En 1907, le Quai des Orfèvres est depuis peu le nouveau centre de la police française. Il est impensable pour les dirigeants que ce centre névralgique des renseignements français soit attaqué. Et pourtant, c’est un commando surarmé et surentrainé qui vient semer la mort dans ces murs parisiens. L’histoire ne nous dit rien de son origine ni de ses intentions, uniquement que le carnage est effroyable et l’impuissance des forces françaises présentes, pourtant largement entrainées elles-mêmes, est totale. En terme d’introduction de roman, on peut difficilement faire mieux : tous les ingrédients sont présents avec le juste dosage. On présente l’univers du roman : la France, dans la première décennie de ce nouveau siècle, un habillage Steam, sans fioriture ni idéalisation. C’est un grand siècle technique, mais une technique utile avant tout. Les personnages importants sont en rapport avec les Brigades du Tigre et le Tigre lui-même. Tous les ingrédients d’un bon roman donc.

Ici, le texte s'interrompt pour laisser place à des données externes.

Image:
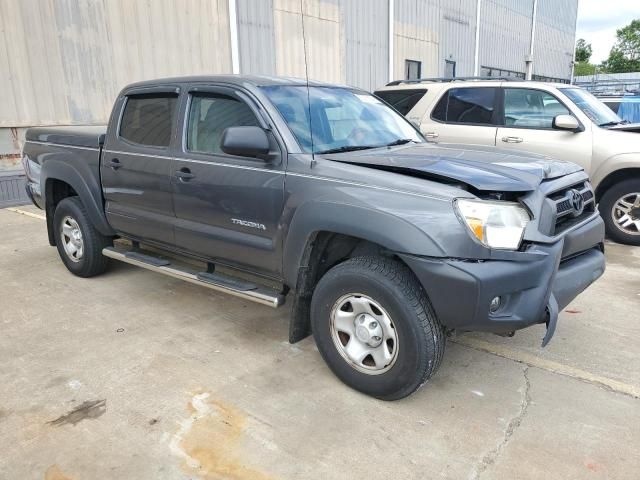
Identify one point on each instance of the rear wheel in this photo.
(620, 209)
(79, 243)
(375, 328)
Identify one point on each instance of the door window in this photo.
(529, 108)
(210, 116)
(474, 106)
(148, 119)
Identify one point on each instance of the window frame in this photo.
(496, 115)
(150, 91)
(259, 111)
(407, 62)
(521, 127)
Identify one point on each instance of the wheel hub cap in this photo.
(626, 213)
(364, 334)
(71, 237)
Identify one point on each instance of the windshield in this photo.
(593, 108)
(341, 119)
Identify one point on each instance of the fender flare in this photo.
(391, 232)
(85, 184)
(613, 164)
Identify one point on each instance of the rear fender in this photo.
(79, 177)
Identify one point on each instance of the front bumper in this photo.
(533, 286)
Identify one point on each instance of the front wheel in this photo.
(375, 328)
(620, 210)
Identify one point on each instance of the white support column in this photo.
(391, 34)
(476, 64)
(529, 59)
(233, 30)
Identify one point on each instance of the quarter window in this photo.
(148, 119)
(210, 116)
(473, 106)
(529, 108)
(402, 100)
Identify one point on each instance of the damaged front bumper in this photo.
(531, 286)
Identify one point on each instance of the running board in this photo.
(221, 283)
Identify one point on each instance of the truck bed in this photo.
(90, 137)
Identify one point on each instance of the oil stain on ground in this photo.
(88, 410)
(209, 441)
(54, 473)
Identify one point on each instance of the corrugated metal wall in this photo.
(256, 40)
(555, 37)
(417, 35)
(366, 34)
(505, 33)
(63, 61)
(458, 27)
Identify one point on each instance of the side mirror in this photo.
(245, 141)
(566, 122)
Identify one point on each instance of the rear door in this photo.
(228, 207)
(466, 115)
(528, 126)
(136, 162)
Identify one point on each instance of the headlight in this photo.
(495, 224)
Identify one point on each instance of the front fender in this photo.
(613, 164)
(392, 232)
(85, 183)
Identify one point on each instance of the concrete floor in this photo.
(136, 375)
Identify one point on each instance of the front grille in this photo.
(565, 202)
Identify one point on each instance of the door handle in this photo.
(512, 139)
(184, 174)
(114, 163)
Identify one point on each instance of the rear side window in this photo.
(529, 108)
(148, 119)
(473, 106)
(210, 116)
(401, 100)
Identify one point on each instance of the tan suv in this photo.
(561, 121)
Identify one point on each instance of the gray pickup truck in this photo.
(268, 188)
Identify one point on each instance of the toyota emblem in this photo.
(576, 201)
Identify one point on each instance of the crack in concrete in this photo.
(492, 456)
(551, 366)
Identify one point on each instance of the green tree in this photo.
(583, 51)
(625, 54)
(584, 68)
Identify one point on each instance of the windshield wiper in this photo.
(400, 141)
(348, 148)
(611, 124)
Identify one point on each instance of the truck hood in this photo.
(627, 127)
(484, 168)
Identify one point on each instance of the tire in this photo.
(382, 289)
(88, 260)
(612, 216)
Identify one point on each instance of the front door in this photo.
(228, 207)
(528, 126)
(464, 115)
(135, 166)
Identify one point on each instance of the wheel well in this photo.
(323, 251)
(55, 191)
(616, 177)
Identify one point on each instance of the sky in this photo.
(598, 21)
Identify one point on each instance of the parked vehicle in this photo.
(383, 241)
(627, 107)
(563, 121)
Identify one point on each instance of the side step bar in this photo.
(218, 282)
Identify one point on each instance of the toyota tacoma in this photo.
(273, 188)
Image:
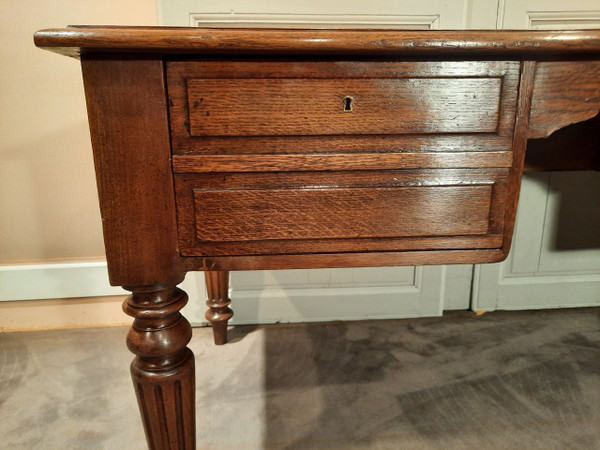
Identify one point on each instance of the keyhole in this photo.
(348, 104)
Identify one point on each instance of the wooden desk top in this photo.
(237, 149)
(76, 40)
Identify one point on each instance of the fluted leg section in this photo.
(217, 286)
(163, 369)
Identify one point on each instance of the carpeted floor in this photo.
(505, 380)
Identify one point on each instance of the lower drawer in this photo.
(252, 214)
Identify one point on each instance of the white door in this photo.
(554, 261)
(333, 294)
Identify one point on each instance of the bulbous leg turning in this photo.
(219, 313)
(163, 369)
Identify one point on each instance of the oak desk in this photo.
(237, 149)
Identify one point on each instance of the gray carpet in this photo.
(505, 380)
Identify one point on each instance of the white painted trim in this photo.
(64, 280)
(552, 20)
(233, 19)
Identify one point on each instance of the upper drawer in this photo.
(293, 106)
(260, 107)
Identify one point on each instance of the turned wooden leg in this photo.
(163, 369)
(217, 286)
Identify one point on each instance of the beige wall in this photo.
(48, 200)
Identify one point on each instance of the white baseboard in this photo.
(65, 280)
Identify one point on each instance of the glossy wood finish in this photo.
(219, 313)
(551, 109)
(288, 149)
(163, 370)
(424, 106)
(126, 102)
(279, 107)
(519, 146)
(332, 211)
(128, 121)
(73, 41)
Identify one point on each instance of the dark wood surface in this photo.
(127, 113)
(240, 149)
(551, 109)
(219, 313)
(163, 369)
(301, 107)
(81, 39)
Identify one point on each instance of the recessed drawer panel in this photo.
(319, 212)
(280, 106)
(242, 215)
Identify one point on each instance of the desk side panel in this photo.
(130, 136)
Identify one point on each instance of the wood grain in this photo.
(260, 42)
(163, 369)
(275, 106)
(219, 313)
(180, 73)
(338, 213)
(564, 92)
(519, 146)
(333, 162)
(127, 113)
(348, 211)
(349, 259)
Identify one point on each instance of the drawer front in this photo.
(271, 106)
(253, 108)
(252, 214)
(341, 213)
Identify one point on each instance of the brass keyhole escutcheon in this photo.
(348, 104)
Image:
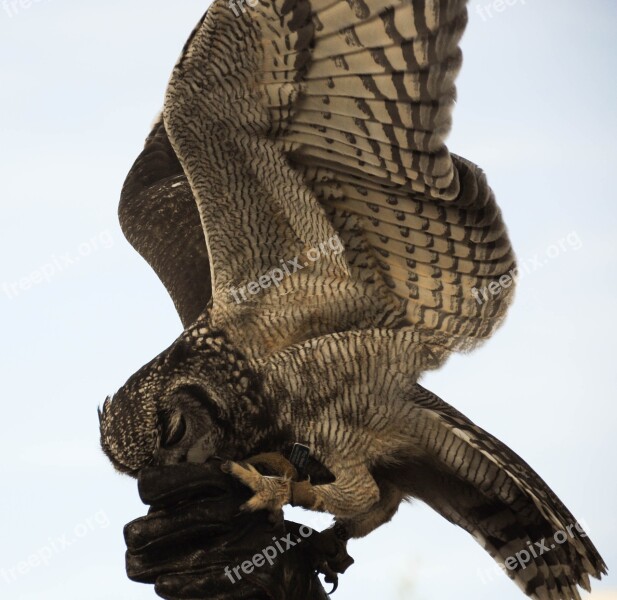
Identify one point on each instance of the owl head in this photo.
(181, 405)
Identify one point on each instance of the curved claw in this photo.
(330, 576)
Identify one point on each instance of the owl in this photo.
(324, 249)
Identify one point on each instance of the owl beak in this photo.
(200, 452)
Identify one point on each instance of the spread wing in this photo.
(300, 123)
(159, 217)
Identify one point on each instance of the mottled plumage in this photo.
(291, 125)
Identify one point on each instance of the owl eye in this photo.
(173, 434)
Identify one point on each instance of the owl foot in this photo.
(329, 555)
(271, 493)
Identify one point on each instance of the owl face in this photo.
(179, 406)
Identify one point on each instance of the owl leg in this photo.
(353, 492)
(390, 497)
(271, 493)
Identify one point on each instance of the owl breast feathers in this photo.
(323, 249)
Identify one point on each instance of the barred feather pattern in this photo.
(292, 123)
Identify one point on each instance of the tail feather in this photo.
(478, 483)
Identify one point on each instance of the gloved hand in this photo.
(196, 544)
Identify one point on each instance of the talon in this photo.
(329, 576)
(269, 493)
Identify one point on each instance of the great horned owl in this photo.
(324, 249)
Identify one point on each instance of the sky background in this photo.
(80, 84)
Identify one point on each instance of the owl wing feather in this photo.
(159, 217)
(477, 482)
(299, 120)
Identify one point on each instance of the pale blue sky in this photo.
(80, 85)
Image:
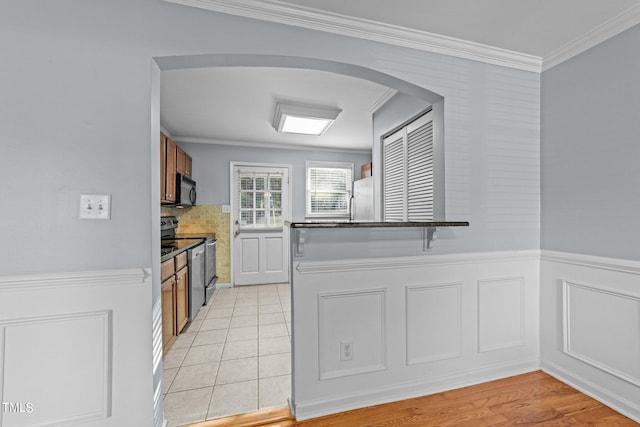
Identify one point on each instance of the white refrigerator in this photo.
(362, 207)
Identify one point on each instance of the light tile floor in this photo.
(233, 358)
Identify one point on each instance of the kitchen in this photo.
(187, 91)
(81, 115)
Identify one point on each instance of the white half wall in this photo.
(416, 325)
(590, 326)
(76, 349)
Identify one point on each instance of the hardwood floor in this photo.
(530, 399)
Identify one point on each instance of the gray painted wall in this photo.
(211, 169)
(76, 84)
(590, 151)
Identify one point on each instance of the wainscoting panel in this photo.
(590, 326)
(597, 321)
(76, 349)
(356, 319)
(412, 323)
(80, 345)
(434, 322)
(500, 313)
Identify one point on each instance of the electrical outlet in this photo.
(346, 351)
(95, 206)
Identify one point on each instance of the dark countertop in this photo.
(171, 248)
(371, 224)
(195, 235)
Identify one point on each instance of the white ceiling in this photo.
(236, 104)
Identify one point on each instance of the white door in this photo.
(260, 198)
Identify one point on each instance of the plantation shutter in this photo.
(407, 172)
(394, 177)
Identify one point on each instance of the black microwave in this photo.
(185, 191)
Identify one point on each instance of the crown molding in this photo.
(237, 143)
(310, 18)
(601, 33)
(382, 100)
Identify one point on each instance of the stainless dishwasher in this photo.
(196, 262)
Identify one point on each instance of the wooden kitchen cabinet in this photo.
(182, 299)
(168, 165)
(183, 162)
(188, 162)
(168, 314)
(175, 298)
(173, 159)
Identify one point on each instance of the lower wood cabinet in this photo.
(175, 299)
(182, 299)
(168, 314)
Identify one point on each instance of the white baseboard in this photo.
(596, 391)
(340, 403)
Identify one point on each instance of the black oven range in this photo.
(202, 282)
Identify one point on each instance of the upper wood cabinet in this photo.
(168, 163)
(172, 159)
(183, 162)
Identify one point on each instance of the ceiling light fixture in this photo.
(303, 119)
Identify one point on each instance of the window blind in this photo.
(328, 190)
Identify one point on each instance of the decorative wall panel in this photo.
(500, 313)
(602, 328)
(41, 354)
(433, 322)
(351, 317)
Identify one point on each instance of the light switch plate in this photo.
(95, 206)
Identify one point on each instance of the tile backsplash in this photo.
(207, 219)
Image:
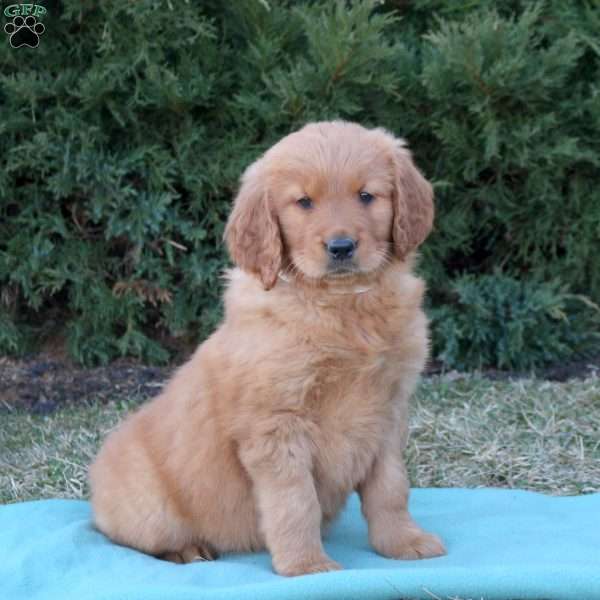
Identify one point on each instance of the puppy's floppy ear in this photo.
(252, 232)
(413, 203)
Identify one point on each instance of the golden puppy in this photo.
(300, 397)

Passé ce prologue haletant, nous faisons la connaissance d’Auguste Genevosi, héros bien malgré lui. Auguste est fils d’immigrés italiens, il est monté à Paris pour faire ses classes et devenir Mobilard, agent des Brigades Mobiles. Mais son histoire, pour nous, commence lors de son retour au pays. La suite se déroulera à Aix en Provence. Une aventure gorgée de soleil et à l’accent chantant, parfait pour le dépaysement. Pour sa première mission, Auguste se voit confier la tâche de surveiller et assister un autre agent qui fut blessé en mission. Il existe pire bizutage. Le récit débute dans le genre roman historique puis le style change pour passer presque au roman régional. Les descriptions abondent et nous font voyager dans cette capitale provençale au gré des rues et au rythme du début du 20ème siècle alors encore chargé d’espoirs et de rêves. Un voyage presque pittoresque si l’exposition de la vie des deux personnages n’était pas si dramatique. Parce que oui, Auguste n’est qu’un personnage principal, pas le héros avec un grand « H ». Car le vrai héros ne montrera son visage que vers le 4ème chapitre. Vous vous en doutez il s’agit de l’agent qu’Auguste est chargé de surveiller : Mademoiselle Solange Chardon de Tonnerre. La rencontre entre le bleu, encore jeune et naïf bien que fringant, et la vétérane abîmée par la vie signe le début d’un périple loin d’être reposant. Que ce soit pour nos personnages, qu’on se prend à apprécier voire à envier, ou pour nous, pauvre lecteur, que ce texte empêche de dormir, voire de respirer pour certaines scènes. Une lecture haletante à ne louper sous aucun prétexte.